FastGen Quick Start Guide
This guide is aimed to get you quickly up and running DeepSpeed-MII and DeepSpeed-FastGen.
Requirements
1 or more NVIDIA GPUs with >=sm_80 compute capability (e.g., A100, A6000)
PyTorch installed in your local Python environment
Install
Install the latest version of DeepSpeed-MII with the following:
(.venv) $ pip install -U deepspeed-mii
Run a Non-Persistent Pipeline
A pipeline provides a non-persistent instance of the model for running inference. When the script running this code exits, the model will also be destroyed. The pipeline is ideal for doing quick tests or in cases where the best performance is not necessary.
Copy the following code block into an example.py file on your local machine.
Run it with deepspeed --num_gpus <num of GPUs> example.py.
import mii
pipe = mii.pipeline("mistralai/Mistral-7B-v0.1")
response = pipe(["DeepSpeed is", "Seattle is"], max_new_tokens=128)
for r in response:
print(r.generated_text)
Note
Depending on your internet connection, the download of model weights could
take a few minutes. If you wish to try a smaller model, replace
mistralai/Mistral-7B-v0.1 with facebook/opt-125m in the above code.
If the code successfully runs, you should see the generated text printed in your terminal.
Run a Persistent Deployment
In contrast the pipeline, deployments create a server process that persists beyond the execution of the python script. These deployments are intended for production use cases and allow for multiple clients to connect while providing the best performance from DeepSpeed-FastGen.
Copy the following code block into a serve.py file on your local machine.
Run it with python serve.py.
import mii
mii.serve("mistralai/Mistral-7B-v0.1")
You should see logging messages indicating the server is starting and a final
log message of server has started on ports [50051].

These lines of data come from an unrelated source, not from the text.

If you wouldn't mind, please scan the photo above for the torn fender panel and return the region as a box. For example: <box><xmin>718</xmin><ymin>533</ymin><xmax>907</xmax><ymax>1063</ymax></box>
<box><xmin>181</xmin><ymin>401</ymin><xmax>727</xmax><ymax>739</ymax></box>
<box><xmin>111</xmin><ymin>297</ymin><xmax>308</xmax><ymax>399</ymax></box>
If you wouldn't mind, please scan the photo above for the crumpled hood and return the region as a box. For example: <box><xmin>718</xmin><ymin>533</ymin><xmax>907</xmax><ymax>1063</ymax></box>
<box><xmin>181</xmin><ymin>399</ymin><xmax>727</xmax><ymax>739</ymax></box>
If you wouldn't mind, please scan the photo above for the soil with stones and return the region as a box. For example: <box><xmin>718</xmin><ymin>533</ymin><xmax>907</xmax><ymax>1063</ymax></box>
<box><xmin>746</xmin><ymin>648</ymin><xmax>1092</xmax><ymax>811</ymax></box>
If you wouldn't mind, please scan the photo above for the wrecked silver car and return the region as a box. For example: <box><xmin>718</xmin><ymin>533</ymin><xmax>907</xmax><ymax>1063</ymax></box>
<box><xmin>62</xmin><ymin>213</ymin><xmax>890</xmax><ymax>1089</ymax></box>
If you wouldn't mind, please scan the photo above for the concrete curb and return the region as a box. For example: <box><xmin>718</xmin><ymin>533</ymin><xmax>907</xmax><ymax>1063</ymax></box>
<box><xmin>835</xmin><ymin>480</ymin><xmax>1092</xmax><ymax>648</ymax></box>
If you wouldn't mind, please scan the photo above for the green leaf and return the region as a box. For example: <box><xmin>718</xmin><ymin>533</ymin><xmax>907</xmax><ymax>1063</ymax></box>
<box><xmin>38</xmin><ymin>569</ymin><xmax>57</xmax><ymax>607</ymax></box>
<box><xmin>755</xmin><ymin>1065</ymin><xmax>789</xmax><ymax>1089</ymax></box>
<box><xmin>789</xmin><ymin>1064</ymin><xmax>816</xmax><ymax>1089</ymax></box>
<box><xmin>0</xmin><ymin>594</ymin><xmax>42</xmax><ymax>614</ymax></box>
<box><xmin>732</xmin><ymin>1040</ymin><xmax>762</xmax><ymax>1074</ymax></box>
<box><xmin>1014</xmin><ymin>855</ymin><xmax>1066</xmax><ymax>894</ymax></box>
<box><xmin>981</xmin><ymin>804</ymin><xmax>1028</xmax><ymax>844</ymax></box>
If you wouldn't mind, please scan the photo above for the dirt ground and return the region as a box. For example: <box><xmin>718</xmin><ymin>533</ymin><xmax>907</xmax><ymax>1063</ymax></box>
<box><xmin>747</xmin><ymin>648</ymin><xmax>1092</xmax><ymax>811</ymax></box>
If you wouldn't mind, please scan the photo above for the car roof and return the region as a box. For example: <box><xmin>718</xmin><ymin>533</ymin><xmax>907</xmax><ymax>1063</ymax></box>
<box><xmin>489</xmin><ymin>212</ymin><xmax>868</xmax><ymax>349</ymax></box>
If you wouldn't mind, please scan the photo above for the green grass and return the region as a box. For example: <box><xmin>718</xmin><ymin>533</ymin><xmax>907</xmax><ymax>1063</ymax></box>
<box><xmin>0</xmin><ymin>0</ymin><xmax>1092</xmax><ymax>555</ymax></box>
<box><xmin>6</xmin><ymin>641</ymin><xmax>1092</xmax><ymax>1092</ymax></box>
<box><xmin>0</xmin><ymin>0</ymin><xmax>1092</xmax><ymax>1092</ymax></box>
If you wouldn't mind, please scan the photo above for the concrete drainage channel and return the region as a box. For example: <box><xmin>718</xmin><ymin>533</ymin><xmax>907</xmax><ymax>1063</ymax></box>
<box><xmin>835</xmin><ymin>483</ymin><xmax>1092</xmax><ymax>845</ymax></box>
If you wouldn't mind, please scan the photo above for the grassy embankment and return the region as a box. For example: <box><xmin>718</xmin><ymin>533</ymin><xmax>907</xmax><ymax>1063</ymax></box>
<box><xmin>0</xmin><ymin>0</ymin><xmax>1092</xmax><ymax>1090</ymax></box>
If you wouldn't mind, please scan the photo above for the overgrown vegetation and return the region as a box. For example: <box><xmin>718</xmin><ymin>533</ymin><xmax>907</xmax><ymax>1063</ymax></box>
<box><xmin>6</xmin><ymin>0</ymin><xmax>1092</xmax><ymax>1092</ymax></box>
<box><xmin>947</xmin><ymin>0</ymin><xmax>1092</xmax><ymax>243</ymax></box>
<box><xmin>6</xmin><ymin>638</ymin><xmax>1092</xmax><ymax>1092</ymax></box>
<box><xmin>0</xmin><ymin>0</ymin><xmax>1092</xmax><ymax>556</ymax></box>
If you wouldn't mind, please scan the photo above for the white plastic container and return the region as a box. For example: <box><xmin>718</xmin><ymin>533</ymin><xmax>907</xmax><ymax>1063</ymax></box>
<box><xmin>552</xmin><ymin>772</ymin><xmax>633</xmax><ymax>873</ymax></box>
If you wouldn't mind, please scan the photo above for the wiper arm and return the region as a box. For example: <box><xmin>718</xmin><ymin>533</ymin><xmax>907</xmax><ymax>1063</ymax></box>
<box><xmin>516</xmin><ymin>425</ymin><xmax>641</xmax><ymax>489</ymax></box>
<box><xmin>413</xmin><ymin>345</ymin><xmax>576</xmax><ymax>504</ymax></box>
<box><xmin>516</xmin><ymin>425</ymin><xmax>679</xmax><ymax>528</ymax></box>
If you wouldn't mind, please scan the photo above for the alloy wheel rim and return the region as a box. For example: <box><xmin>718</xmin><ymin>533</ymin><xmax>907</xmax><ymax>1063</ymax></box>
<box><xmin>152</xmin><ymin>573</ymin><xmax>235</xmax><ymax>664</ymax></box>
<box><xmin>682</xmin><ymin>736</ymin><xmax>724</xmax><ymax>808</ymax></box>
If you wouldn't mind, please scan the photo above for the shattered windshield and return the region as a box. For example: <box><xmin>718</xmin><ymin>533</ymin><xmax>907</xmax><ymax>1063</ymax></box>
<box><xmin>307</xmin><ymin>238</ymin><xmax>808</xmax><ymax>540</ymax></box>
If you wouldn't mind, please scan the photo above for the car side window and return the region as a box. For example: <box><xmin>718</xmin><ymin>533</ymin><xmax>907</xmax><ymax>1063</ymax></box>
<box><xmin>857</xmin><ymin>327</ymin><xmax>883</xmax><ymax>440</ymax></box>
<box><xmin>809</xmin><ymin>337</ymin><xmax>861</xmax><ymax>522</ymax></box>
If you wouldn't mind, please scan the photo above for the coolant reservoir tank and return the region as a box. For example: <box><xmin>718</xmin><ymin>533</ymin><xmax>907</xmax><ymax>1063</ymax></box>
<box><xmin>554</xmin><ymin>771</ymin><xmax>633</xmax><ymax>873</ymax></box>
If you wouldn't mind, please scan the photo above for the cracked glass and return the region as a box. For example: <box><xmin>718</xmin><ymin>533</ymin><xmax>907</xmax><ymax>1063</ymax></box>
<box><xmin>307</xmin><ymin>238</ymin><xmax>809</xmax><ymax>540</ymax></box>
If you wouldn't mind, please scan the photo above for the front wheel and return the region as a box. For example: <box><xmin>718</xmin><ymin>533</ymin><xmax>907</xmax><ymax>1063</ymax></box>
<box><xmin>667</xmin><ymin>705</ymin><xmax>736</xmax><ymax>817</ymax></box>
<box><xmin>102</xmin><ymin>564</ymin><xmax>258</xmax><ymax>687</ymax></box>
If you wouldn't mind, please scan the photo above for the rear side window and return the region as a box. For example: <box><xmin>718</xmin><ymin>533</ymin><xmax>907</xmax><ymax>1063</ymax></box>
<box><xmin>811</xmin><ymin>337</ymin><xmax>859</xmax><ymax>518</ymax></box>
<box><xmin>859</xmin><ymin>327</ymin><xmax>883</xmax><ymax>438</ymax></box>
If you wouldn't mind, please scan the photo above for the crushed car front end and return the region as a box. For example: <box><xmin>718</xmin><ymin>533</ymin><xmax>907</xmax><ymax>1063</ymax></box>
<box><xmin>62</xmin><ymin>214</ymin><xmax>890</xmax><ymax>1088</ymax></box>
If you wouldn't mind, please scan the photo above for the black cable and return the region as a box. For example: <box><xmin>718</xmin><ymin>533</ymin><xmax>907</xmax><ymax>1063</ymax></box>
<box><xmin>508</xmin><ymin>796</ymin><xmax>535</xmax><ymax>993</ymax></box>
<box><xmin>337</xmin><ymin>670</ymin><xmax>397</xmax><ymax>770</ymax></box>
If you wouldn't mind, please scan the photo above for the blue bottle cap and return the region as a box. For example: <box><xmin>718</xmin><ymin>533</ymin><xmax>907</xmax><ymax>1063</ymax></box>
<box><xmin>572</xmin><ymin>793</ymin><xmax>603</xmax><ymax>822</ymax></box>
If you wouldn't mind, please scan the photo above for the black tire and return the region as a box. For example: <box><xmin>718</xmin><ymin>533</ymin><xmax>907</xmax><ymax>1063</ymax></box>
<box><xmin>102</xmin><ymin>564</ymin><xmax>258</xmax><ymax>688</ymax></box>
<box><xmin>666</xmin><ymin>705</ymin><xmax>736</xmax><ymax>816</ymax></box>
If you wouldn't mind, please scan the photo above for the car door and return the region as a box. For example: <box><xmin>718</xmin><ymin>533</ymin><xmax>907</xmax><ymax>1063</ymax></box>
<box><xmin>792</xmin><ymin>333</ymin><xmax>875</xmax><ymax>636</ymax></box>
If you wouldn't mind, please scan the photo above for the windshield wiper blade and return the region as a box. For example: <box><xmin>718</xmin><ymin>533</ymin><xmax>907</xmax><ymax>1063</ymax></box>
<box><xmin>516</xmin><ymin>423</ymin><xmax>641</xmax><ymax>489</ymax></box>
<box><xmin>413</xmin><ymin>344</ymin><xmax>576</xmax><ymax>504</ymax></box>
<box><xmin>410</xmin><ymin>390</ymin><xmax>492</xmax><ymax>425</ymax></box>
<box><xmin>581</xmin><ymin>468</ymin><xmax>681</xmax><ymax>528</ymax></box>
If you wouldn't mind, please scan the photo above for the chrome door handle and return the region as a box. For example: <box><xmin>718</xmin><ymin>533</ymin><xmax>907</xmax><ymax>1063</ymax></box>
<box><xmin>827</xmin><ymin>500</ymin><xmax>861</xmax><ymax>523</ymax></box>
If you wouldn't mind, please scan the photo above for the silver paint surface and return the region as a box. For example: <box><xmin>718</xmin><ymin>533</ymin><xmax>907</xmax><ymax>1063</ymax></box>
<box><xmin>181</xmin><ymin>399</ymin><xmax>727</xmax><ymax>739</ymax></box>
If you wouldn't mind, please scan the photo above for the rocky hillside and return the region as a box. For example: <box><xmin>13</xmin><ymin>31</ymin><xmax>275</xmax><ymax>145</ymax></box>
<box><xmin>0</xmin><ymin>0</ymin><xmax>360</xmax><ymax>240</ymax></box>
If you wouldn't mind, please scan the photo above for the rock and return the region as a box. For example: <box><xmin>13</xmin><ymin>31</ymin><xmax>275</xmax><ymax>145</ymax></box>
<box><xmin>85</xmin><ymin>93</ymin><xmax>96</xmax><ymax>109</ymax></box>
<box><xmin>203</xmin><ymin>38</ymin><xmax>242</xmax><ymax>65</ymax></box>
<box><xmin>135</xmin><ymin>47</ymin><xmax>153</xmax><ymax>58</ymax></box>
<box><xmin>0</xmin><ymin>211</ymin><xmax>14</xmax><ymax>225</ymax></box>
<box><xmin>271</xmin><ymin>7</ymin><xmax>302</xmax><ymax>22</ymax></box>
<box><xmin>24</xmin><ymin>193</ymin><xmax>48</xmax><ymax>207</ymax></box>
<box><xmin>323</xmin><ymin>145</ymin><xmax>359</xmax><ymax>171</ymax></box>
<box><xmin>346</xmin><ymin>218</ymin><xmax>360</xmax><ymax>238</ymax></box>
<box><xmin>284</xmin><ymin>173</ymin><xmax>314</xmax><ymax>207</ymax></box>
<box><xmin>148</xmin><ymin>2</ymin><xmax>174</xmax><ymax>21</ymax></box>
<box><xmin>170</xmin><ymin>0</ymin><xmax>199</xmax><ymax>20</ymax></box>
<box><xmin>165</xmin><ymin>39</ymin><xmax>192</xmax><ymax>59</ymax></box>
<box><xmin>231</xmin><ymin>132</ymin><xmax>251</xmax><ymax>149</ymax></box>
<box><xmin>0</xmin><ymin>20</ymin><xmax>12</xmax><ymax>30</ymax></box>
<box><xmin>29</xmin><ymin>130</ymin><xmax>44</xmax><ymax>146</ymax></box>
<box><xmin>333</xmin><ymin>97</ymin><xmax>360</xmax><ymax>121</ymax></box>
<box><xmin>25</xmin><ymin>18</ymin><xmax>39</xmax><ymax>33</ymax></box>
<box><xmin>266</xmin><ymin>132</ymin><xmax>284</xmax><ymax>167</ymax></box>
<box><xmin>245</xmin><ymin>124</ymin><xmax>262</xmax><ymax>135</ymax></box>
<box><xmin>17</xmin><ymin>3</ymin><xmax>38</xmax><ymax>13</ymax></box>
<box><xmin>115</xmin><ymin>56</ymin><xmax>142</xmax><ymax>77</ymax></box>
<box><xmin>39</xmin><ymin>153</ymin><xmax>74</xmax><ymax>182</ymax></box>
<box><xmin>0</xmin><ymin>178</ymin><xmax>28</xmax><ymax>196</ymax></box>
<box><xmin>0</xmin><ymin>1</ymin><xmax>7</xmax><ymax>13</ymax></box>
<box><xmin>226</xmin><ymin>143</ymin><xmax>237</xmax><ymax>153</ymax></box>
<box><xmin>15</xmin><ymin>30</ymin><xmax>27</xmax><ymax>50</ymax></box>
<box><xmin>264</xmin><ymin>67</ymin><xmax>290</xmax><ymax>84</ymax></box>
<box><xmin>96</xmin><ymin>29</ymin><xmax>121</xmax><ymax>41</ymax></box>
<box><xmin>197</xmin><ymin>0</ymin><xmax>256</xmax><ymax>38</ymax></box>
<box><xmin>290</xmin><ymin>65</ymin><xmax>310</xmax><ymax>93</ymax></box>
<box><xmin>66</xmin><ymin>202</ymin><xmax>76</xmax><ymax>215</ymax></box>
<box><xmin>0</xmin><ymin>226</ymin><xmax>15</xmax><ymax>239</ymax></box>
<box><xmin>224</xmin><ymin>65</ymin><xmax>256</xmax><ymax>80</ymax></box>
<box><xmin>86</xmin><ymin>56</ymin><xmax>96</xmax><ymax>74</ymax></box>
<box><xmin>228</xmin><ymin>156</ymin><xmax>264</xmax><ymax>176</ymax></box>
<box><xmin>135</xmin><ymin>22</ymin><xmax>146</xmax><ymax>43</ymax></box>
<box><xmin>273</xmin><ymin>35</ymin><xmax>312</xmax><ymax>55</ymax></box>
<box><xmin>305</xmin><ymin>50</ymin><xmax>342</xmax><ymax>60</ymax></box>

Now copy the following code block into a client.py file on your local
machine. Run it with python client.py.
import mii
client = mii.client("mistralai/Mistral-7B-v0.1")
response = client(["DeepSpeed is", "Seattle is"], max_new_tokens=128)
for r in response:
print(r.generated_text)
If the code successfully runs, you should see the generated text printed in your terminal. You can run this client script as many times (and from as many different processes) as you like and the model deployment will remain active.
Finally copy the following code block into a terminate.py file on your local
machine. Run it with python terminate.py.
import mii
client = mii.client("mistralai/Mistral-7B-v0.1")
client.terminate_server()
This will shutdown the model deployment and free GPU memory.